Charles H. Revson Foundation Fellow
"Göttingen: A ‘Political University’ in the Mirror of Denazification"

Professional Background

Professor Robert Ericksen received a Ph.D. in history from the London School of Economics, an M.A. in history from the State University of New York at Stony Brook, and a B.A. in history from Pacific Lutheran University. During his fellowship at the Museum, he was Professor of History at Pacific Lutheran University and served on the United States Holocaust Memorial Museum’s Committee on Ethics, Religion, and the Holocaust. For his Charles H. Revson Foundation Fellowship for Archival Research, Professor Ericksen conducted research on “Göttingen: A ‘Political University’ in the Mirror of Denazification.”

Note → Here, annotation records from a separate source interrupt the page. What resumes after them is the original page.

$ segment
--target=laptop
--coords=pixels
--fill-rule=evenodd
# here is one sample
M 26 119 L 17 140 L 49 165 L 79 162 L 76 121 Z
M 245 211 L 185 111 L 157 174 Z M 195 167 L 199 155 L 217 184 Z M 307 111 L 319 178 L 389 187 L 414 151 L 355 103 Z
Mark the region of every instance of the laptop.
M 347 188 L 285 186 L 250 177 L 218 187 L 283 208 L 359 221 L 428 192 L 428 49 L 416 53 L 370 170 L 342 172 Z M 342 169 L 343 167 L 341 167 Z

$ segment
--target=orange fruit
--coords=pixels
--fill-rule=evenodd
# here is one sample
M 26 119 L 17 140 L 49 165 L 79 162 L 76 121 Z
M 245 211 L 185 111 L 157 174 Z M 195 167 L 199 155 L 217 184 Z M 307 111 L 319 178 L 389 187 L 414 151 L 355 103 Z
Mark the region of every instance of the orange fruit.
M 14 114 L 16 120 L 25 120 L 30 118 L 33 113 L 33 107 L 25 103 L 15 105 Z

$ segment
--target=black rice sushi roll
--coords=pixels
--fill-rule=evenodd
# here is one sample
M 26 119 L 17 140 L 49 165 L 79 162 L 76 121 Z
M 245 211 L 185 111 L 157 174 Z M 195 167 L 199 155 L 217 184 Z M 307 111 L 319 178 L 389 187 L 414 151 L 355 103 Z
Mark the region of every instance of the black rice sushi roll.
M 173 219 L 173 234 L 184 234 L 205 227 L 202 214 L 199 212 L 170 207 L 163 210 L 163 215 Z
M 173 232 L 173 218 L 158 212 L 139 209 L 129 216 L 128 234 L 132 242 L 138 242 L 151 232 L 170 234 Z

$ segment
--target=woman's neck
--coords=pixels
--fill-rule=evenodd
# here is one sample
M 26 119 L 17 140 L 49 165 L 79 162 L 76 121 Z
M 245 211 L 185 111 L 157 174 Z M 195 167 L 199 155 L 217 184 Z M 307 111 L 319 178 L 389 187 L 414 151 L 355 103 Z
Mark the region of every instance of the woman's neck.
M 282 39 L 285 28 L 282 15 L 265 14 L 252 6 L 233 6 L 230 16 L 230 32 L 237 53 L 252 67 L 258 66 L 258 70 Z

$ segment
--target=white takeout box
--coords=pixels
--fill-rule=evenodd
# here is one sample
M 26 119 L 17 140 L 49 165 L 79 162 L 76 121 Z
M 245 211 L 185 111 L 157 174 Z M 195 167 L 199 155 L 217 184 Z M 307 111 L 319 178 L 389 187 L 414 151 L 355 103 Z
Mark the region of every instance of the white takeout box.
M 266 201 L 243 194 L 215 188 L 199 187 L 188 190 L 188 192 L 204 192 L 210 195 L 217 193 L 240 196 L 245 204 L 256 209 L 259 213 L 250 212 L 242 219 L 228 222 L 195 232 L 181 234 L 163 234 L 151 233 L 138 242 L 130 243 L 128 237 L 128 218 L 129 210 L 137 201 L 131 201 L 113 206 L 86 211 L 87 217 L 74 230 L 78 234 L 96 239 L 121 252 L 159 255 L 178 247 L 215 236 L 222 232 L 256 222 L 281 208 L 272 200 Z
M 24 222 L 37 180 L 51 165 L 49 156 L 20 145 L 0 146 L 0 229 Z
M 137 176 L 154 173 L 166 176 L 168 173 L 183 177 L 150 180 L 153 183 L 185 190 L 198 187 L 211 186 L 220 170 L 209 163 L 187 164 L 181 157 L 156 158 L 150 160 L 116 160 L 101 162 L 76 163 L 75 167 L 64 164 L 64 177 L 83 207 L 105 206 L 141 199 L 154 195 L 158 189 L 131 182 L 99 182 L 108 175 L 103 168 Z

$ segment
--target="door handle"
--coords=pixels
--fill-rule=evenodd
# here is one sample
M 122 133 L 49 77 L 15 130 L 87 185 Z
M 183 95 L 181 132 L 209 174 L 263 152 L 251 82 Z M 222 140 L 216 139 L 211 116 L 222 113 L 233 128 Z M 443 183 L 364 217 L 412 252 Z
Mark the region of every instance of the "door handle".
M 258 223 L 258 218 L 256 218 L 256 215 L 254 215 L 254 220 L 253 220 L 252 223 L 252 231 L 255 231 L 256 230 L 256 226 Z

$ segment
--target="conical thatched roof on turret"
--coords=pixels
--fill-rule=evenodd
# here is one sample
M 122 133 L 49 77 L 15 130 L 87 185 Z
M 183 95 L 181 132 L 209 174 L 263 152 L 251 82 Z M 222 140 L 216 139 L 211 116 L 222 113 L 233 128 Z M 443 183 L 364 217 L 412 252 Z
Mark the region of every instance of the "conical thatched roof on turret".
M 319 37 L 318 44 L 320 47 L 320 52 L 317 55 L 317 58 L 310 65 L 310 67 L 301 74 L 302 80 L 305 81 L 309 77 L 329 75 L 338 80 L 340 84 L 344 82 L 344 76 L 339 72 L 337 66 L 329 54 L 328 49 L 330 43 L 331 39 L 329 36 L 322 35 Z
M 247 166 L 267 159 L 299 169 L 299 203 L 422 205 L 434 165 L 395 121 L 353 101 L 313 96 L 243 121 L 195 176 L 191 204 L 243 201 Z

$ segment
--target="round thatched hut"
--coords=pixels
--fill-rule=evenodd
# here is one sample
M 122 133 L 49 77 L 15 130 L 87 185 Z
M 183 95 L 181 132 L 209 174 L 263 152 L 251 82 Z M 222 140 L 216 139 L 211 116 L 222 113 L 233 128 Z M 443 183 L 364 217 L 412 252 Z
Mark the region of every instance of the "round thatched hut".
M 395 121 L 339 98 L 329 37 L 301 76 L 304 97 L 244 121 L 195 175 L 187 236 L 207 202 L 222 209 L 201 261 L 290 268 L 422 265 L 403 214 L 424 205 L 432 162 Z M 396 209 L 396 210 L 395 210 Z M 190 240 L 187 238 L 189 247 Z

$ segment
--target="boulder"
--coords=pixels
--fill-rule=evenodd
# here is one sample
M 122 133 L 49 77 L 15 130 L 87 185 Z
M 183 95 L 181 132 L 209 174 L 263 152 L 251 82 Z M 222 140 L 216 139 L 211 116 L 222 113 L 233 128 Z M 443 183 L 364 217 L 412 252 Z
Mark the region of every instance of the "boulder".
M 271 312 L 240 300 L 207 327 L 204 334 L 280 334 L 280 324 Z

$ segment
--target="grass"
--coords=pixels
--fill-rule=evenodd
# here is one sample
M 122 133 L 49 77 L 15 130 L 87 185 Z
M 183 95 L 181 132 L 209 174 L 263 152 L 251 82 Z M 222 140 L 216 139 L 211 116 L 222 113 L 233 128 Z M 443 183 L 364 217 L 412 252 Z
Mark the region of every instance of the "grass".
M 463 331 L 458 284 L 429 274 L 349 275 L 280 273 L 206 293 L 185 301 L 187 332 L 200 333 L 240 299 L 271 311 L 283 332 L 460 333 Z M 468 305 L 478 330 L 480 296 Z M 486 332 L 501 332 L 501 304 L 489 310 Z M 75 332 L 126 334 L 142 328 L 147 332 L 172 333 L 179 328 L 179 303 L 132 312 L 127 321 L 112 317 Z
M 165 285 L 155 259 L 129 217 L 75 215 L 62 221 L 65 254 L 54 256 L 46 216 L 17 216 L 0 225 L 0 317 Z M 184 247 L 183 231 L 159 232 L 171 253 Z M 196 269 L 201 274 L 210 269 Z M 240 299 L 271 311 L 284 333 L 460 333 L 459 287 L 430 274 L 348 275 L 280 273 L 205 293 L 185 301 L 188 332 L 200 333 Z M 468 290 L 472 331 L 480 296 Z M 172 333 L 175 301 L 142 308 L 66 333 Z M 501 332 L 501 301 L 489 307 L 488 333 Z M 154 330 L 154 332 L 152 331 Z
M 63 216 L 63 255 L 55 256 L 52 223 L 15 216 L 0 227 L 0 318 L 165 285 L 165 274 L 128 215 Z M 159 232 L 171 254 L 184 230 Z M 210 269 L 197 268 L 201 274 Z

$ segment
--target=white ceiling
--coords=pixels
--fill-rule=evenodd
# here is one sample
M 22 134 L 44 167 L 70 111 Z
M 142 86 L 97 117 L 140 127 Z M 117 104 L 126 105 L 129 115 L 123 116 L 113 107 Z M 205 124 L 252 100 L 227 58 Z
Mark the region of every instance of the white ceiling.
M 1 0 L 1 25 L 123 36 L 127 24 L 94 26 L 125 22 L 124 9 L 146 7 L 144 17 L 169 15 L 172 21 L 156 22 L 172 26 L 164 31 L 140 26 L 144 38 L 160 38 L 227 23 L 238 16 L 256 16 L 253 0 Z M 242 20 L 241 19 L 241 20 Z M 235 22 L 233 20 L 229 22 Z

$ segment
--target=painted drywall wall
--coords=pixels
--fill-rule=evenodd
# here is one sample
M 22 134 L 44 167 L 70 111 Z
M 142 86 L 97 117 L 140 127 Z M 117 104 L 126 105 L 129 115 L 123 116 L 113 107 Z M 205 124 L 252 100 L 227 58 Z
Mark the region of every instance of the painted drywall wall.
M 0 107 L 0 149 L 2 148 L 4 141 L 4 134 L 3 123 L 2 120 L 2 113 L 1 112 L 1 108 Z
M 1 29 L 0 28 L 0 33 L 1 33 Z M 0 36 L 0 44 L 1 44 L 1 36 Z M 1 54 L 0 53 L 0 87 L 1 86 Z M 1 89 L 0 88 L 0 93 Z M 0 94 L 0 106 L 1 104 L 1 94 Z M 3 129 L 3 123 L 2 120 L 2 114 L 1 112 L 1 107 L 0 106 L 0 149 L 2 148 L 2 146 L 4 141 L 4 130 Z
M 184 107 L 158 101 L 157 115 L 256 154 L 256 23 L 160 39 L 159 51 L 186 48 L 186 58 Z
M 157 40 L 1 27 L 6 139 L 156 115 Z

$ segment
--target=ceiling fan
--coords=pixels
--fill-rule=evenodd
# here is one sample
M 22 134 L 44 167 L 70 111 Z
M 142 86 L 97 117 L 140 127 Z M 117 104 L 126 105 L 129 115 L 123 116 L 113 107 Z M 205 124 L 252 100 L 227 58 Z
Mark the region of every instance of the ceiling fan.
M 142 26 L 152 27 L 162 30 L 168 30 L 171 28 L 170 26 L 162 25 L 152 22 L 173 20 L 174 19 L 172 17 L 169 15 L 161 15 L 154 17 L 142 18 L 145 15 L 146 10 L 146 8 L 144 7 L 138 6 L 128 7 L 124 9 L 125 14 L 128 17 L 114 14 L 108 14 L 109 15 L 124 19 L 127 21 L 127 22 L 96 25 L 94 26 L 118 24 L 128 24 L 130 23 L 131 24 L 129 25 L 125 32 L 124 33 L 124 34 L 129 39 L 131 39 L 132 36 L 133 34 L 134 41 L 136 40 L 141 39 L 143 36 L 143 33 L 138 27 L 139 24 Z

Professor Ericksen has received many prestigious awards for his work, such as the Alexander von Humboldt Foundation Research Fellowship, a National Endowment for the Humanities Research Fellowship, an American Council of Learned Societies Fellowship, and an ELCA College and University Faculty Study Grant. He has also published monographs and dozens of scholarly articles on the history of Nazi Germany, the Christian church, religion and the Holocaust, and anti-Semitism and academics. Professor Ericksen is the author of Theologians under Hitler: Gerhard Kittel, Paul Althaus and Emanuel Hirsch (Yale University Press, 1985), which won the 1987 Merit of Distinction from the International Center for Holocaust Studies, Anti-Defamation League of B’nai B’rith and has been translated into German, Dutch, and Japanese. His other publications include Betrayal: German Churches and the Holocaust, Robert Ericksen and Susannah Heschel, eds. (Fortress Press, 1999), “Genocide, Religion, and Gerhard Kittel: Protestant Theologians Face the Third Reich” in In God’s Name: Genocide and Religion in the Twentieth Century, Omer Bartov and Phyllis Mack, eds. (Berghahn Books, 2001); “Churches in Modern Societies: An American Response” in Kirchliche Zeitgeschichte (vol. 13, 2000); and “Luther, Lutherans and the German Church Struggle” in Kirchliche Zeitgeschichte (vol. 23, 1999).

Fellowship Research

During his tenure at the Museum, Professor Ericksen conducted research for his project “Göttingen: A ‘Political University’ in the Mirror of Denazification.” He examined the extent to which the academic faculty of the University of Göttingen furthered the ideals of National Socialism and became directly involved in the crimes against Jews and other victims of the Holocaust. He focused his research on the University’s post-war denazification process.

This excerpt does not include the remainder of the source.